Employers that still choose not to mandate the vaccine may be doing so out of concern about replacing workers at a time when many industries are scrambling to find staff.

"Which part of your workforce are you going to frustrate: Those who don't want to get vaccinated or those who want everyone to get vaccinated?" said Brian Kropp, vice president of research at Gartner.

While he expects vaccine mandates to increase, he predicted that most companies still won't enact them: Employers are evaluating which groups are harder to replace, or more likely to leave, and responding to those workers when thinking through the "calculus" of mandates.

Mandates for hourly workers can be particularly challenging because they often involve large workforces with high turnover rates.

"If they haven't been vaccinated you have to wait six weeks, and that just doesn't work when the average tenure is six months" in some industries, he said. "Given how competitive the labor market is, companies don't want to put any more constraints on themselves when they want to hire."

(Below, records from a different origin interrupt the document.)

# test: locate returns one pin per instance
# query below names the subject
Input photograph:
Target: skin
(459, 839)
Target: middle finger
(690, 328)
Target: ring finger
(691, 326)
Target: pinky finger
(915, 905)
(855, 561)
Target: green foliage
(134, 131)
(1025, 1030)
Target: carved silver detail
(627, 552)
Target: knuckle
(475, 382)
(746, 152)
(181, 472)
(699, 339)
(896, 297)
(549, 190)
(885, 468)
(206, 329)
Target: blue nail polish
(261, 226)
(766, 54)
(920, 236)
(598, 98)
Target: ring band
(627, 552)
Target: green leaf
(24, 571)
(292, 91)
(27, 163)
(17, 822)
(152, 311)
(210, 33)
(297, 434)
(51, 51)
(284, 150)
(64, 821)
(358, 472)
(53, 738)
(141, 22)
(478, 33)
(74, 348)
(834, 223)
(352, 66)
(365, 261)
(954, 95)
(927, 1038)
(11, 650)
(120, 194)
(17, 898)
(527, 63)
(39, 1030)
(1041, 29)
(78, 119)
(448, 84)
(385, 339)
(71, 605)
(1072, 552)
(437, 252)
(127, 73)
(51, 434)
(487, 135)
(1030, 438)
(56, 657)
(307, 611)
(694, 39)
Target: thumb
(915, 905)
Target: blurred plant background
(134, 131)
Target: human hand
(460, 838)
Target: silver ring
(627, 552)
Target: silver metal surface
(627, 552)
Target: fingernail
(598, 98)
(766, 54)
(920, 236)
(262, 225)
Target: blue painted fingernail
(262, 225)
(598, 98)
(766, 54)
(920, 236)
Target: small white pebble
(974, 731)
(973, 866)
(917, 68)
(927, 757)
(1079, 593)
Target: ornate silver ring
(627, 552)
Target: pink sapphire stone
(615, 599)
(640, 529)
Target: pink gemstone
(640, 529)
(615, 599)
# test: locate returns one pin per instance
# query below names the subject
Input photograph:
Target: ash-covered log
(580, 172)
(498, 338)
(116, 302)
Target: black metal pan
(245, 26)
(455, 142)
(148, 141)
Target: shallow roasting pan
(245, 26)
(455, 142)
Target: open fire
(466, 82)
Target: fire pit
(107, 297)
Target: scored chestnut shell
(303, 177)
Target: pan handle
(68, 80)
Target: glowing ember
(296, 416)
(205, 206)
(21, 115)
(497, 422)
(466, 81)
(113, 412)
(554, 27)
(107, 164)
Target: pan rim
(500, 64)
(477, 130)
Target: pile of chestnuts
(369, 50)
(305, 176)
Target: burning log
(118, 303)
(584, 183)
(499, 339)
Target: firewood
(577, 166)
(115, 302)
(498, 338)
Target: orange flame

The United Food and Commercial Workers union, which represents 1.3 million essential workers in the grocery, retail, pharmacies and meatpacking industries, said Monday it welcomed the FDA's move, as "a key step to addressing vaccine hesitancy and boosting vaccination efforts." The union had previously expressed concern about a vaccine mandate at Tyson before full approval.

Some employers said they were not yet changing their policy following the full FDA approval.

Delta Air Lines said in an emailed statement that it will continue to encourage employees to get vaccinated and that its overall workforce vaccination rate is 75%. (It is requiring new hires in the U.S. to be vaccinated.)

American Airlines said it will continue to encourage and incentivize vaccinations.